Virus mit Folgen: Das lange Leiden einiger Coronavirus-Patienten

Corona in Deutschland
Corona in Deutschland

Bei Jenny Judge begann die Krankheit im März mit Fieber, Husten, Kopfschmerzen und Atemnot. Doch nach diesen typischen Symptomen hatte die forensische Psychiaterin aus London Covid-19 noch lange nicht durchgestanden. Es kamen in Wellen immer neue hinzu: Herzrasen, Hautausschlag, akustische Halluzinationen und die so genannten Covid-Zehen. „Gerade sind Verdauungsprobleme dran“, sagt die 48-Jährige – am Tag 111 ihrer Leidens-Odyssee.

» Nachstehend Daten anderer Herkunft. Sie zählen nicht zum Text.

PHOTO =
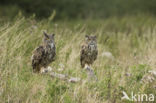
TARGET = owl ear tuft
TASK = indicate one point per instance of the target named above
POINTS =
(45, 34)
(87, 36)
(53, 35)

Bald 13 Millionen Corona-Infektionen wurden weltweit gezählt, die Hälfte der Erkrankten gilt als geheilt. Doch einige der Erkrankten leiden noch nach Wochen oder sogar Monaten an der Infektion.

Laut einer Studie an 143 Patienten, die in Italien im Krankenhaus behandelt wurden, litten 87 Prozent von ihnen 60 Tage nach Krankheitsbeginn noch an mindestens einem Symptom. Am häufigsten seien Erschöpfung und Atemnot, heißt es in der Studie, die in der Fachzeitschrift „Jama Network“ veröffentlicht wurde. 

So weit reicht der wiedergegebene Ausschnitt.